Emerging market bonds backed by political risk insurance (PRI) lost a lot of friends following Argentina’s debt default in 2002, as investors discovered that events they thought were covered were actually outside PRI’s scope.

Since then traditional providers such as the Overseas Private Investment Corporation (OPIC) and the Multilateral Investment Guarantee Agency (MIGA) have introduced new products that expand the scope of these policies, according to a report by Fitch Ratings.

Traditionally, PRI covers non-commercial risk such as currency transfer and convertibility, expropriation and other forms of local government interference; adverse regulatory changes; and political violence, among other hazards.

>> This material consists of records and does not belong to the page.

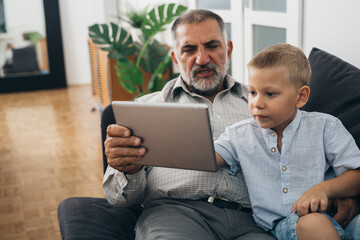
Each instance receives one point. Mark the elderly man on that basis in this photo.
(178, 204)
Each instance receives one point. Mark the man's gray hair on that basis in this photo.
(197, 16)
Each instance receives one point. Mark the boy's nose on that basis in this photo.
(258, 102)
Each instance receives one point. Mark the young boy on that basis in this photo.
(284, 152)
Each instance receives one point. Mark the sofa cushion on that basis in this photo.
(335, 89)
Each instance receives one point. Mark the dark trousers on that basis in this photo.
(95, 218)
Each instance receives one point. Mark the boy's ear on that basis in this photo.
(303, 96)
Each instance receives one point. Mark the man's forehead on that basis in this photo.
(199, 33)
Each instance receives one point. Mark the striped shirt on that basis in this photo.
(228, 107)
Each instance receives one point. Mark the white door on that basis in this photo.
(267, 22)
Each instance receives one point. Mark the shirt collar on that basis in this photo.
(230, 85)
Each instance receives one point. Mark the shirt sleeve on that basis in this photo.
(124, 189)
(224, 146)
(341, 150)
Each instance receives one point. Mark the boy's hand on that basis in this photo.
(312, 200)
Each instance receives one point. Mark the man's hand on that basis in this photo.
(122, 149)
(312, 200)
(347, 209)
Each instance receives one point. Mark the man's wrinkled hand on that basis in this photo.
(122, 149)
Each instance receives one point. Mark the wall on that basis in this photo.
(30, 21)
(76, 16)
(333, 26)
(326, 26)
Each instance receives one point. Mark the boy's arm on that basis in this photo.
(220, 161)
(316, 198)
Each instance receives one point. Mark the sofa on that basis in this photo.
(335, 89)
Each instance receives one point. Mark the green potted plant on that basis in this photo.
(150, 56)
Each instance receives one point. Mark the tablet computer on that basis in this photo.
(175, 135)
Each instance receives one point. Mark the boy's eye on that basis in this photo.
(188, 49)
(213, 46)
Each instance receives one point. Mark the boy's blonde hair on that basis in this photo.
(284, 57)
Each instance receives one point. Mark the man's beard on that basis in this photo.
(205, 86)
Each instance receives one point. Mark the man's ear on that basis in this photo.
(173, 57)
(230, 48)
(303, 96)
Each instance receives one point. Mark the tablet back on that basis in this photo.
(175, 135)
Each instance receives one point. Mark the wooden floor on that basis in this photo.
(50, 149)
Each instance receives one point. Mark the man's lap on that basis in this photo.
(95, 218)
(187, 219)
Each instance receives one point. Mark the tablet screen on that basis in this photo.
(175, 135)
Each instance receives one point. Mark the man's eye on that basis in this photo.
(213, 46)
(188, 49)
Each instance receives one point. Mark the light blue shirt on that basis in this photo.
(312, 143)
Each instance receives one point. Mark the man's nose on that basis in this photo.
(202, 57)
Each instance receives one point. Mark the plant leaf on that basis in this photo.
(156, 83)
(119, 45)
(130, 76)
(153, 55)
(153, 24)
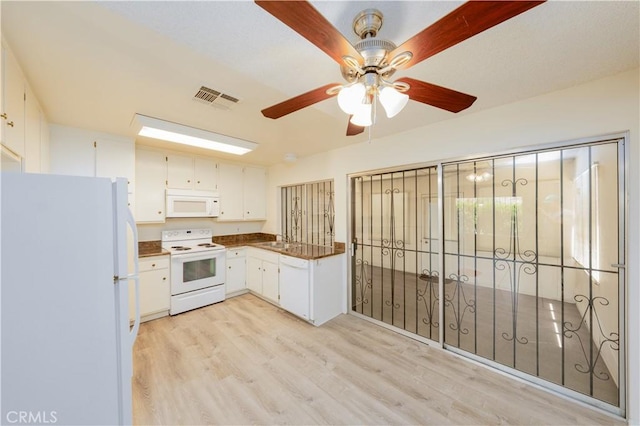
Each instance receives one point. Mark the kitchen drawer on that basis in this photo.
(153, 263)
(266, 255)
(235, 252)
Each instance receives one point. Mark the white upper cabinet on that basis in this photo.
(255, 190)
(151, 175)
(187, 172)
(13, 104)
(179, 171)
(115, 159)
(230, 188)
(242, 192)
(85, 153)
(205, 174)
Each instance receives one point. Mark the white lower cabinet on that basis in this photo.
(235, 280)
(295, 285)
(262, 273)
(311, 289)
(155, 290)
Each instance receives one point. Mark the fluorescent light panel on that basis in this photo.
(178, 133)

But now there are products that hedge credit risk, such as non-payment of an arbitral award and non-honoring of financial obligations known as NHFO.

"New PRI products that cover not only political risk but also certain credit risks typically related to a sovereign obligation could help select EM issuers to access international capital markets," said Cinthya Ortega, director in Fitch's Latin America structured finance group, in the report. 

Indeed, it already has.

In October of last year, the Hungarian Export-Import Bank issued a $400 million bond with a senior tranche of $380 million backed by PRI from MIGA. That policy covered sovereign nonpayment, helping the senior notes achived a triple-A from Fitch.

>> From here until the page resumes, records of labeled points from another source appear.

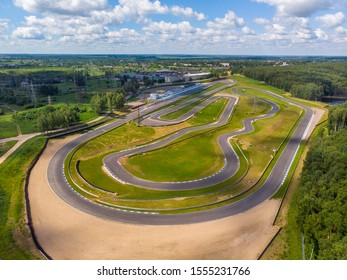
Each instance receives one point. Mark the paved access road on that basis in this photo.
(271, 185)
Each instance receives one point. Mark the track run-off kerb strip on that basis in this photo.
(266, 191)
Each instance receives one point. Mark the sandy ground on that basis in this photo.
(67, 233)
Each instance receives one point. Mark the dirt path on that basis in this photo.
(66, 233)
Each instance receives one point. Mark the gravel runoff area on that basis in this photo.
(67, 233)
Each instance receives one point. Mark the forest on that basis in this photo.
(307, 80)
(321, 211)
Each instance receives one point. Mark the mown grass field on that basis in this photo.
(189, 160)
(15, 238)
(4, 147)
(7, 127)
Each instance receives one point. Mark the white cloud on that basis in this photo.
(261, 21)
(62, 7)
(322, 35)
(246, 30)
(332, 20)
(276, 29)
(123, 35)
(28, 33)
(3, 25)
(299, 8)
(230, 20)
(163, 27)
(187, 12)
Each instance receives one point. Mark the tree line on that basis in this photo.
(108, 102)
(310, 81)
(321, 208)
(62, 117)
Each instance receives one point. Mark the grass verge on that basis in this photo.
(15, 239)
(5, 147)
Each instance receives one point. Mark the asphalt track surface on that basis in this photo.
(57, 181)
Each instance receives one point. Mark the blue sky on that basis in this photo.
(234, 27)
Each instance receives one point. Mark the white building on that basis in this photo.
(196, 76)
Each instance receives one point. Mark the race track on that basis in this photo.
(59, 185)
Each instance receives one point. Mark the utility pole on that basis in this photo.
(303, 246)
(33, 94)
(138, 116)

Under the contract, MIGA agrees to cover payments on the senior notes should the Republic of Hungary fail to make payments when due under its own funding guarantees.

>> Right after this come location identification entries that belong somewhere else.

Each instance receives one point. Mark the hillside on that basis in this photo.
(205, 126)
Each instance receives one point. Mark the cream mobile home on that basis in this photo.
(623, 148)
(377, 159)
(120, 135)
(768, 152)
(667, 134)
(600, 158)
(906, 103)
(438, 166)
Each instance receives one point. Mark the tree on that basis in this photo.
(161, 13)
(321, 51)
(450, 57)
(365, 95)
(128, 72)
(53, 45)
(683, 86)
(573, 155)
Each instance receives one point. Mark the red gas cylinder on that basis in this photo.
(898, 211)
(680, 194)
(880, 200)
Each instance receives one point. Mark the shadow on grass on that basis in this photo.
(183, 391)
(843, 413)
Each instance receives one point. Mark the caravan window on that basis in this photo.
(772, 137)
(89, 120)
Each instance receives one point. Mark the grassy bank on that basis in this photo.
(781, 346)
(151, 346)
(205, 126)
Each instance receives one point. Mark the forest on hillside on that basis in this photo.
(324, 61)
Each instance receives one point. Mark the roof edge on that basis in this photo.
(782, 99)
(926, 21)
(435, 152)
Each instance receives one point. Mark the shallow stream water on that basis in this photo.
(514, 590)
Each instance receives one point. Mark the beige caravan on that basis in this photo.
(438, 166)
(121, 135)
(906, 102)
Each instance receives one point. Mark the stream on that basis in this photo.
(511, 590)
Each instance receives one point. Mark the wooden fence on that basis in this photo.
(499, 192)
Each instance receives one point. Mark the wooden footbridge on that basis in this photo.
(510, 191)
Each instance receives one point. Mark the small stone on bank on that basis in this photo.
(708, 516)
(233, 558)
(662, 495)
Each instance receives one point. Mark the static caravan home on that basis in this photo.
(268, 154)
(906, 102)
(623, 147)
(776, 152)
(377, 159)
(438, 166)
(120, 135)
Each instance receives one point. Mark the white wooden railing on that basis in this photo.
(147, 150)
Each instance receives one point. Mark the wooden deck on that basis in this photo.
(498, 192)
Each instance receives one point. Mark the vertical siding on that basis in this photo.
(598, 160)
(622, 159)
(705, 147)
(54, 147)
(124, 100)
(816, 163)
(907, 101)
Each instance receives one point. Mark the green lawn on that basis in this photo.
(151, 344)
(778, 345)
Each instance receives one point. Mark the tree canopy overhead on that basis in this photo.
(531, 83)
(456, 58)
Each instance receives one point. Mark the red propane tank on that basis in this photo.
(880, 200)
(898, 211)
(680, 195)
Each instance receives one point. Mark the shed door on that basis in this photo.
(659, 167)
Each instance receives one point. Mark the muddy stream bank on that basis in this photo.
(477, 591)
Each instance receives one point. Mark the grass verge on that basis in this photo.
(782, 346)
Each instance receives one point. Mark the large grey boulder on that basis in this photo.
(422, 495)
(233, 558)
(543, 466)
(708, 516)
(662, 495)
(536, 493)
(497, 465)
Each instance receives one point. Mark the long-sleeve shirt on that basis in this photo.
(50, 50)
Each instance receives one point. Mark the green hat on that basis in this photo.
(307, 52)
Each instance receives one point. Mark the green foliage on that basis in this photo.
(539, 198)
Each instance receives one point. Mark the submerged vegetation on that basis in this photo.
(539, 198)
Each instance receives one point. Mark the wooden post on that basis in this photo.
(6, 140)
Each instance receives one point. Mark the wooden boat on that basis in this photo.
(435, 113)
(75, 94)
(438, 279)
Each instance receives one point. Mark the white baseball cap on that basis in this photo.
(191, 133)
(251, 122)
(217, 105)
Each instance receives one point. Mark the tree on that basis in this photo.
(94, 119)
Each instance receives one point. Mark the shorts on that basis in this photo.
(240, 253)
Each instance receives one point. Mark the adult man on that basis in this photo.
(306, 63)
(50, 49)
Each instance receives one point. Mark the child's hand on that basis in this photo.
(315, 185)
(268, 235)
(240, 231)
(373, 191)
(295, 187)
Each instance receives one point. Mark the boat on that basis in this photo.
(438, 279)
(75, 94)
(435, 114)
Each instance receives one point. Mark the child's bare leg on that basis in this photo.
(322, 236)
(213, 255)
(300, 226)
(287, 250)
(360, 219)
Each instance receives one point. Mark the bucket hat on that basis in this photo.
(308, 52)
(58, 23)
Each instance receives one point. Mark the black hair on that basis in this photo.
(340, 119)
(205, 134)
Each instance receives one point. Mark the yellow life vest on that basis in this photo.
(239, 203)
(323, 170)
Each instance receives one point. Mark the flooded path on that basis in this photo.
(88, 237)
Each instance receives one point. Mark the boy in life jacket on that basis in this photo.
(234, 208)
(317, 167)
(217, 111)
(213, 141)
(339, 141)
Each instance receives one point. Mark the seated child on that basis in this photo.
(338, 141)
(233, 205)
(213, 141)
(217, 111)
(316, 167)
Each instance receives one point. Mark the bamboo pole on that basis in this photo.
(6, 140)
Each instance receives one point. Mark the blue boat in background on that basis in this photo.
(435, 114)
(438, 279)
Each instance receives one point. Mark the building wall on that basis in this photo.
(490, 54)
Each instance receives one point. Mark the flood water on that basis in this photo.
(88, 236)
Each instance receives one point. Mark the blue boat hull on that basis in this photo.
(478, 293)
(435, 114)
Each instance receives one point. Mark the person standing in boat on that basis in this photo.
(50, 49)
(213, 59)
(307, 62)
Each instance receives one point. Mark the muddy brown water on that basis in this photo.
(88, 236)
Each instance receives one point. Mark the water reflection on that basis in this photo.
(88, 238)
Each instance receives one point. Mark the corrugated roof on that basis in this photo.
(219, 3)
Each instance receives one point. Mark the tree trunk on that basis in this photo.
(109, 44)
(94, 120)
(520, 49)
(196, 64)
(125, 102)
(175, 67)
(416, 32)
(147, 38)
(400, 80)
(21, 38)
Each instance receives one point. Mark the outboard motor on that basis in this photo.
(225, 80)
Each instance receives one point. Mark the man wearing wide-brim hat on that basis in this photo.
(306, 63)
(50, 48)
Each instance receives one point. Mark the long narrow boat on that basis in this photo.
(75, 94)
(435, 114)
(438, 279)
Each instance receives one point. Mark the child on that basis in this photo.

This could be another way for PRI to gain the momentum it had before the Argentine crisis.

In early 2003, the prognosis for PRI looked grim. Argentine deals that had the policy attached defaulted anyway, leaving some investors wondering what exactly it was supposed to cover if not a sweeping pesification of the economy. 

Sources said they appeared to have conflated PRI with sureties that cover credit risk. Bondholders that filed claims on defaulted PRI deals in the MBS and utility sectors in Argentina came away with nothing.

In hindsight, investors in crumbling PRI paper misidentified the Achilles' heel of what they were buying into. When the Argentine government imposed a comprehensive pesification of the economy and the peso plummeted against the dollar, greenback-denominated paper of every stripe tumbled like dominoes, regardless of what sovereign interference there might have been in the actual payment.

While the desperate government did half-heartedly tamper with capital flows in the post-devaluation climate, that intervention was beside the point for the PRI deals, at least given the scope of the insurance policies back then.